Acknowledgement: The authors would like to thank the Laguna Pueblo Community Health and Wellness Director Ramona Dillard, Fire Chief John Garcia, Community Health Representatives, Public Health Nurses, Community Paramedics, and most of all, the people of Laguna Pueblo for the support of this program.
References
1. Patterson D, Coulthat C, Garberson L, et al. What is the potential of community paramedicine to fill rural health care gaps? J Health Care Poor Underserved. 2016;27(4A):144—158
2. Zygowicz W. Adapt to demand: Littleton, Colo. Fire Rescue is rolling out their take on mobile integrated healthcare. JEMS. 2015;40(5):36—41.
3. Zavadsky M. (August 14, 2017.) How paramedics helped BlueCross BlueShield of New Mexico reduce ED usage, readmissions.

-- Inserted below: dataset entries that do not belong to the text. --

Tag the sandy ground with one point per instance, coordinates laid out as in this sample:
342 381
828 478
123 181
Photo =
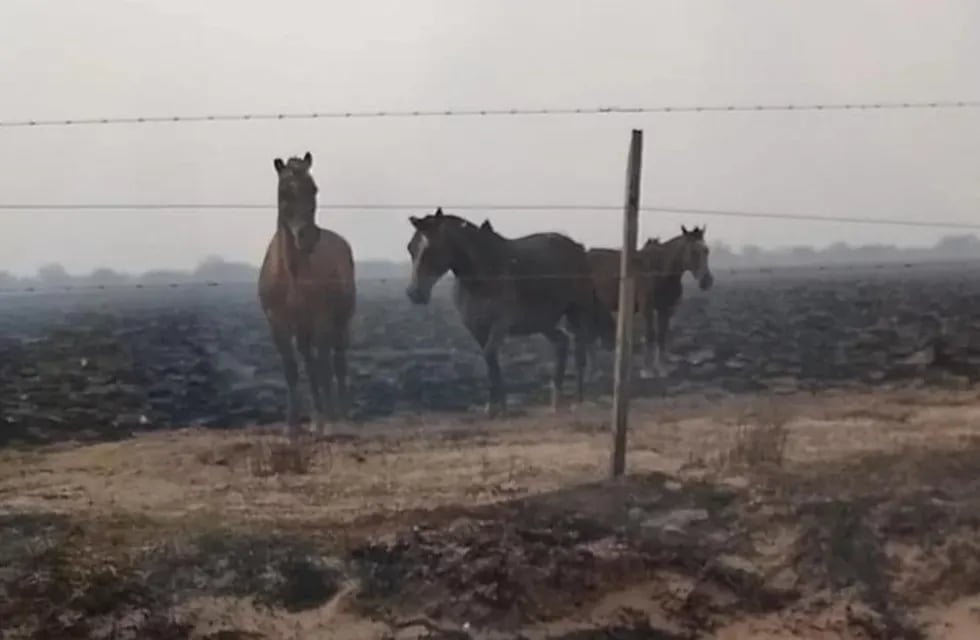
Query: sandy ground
909 459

JEMS.com. Retrieved Monday, Nov. 20, 2017, from www.jems.com/articles/pt/2017/08/how-paramedics-helped-bluecross- blueshield-of-new-mexico-reduce-er-usage-readmissions.html.
4. Shoup S. Red River Project: Expanded scope program for New Mexico medics. JEMS. 1995;20(12):43—47.
5. Hauswald M, Raynovich W, Brainard A. Expanded emergency medical services: The failure of an experimental community health program. Prehosp Emerg Care. 2005;9(2):250—253.
6. Bennett K, Yuen M, Merrell M. Community paramedicine applied in a rural community. J of Rural Health. March 23, 2017. doi: 10.1111/jrh.12233 [epub ahead of print].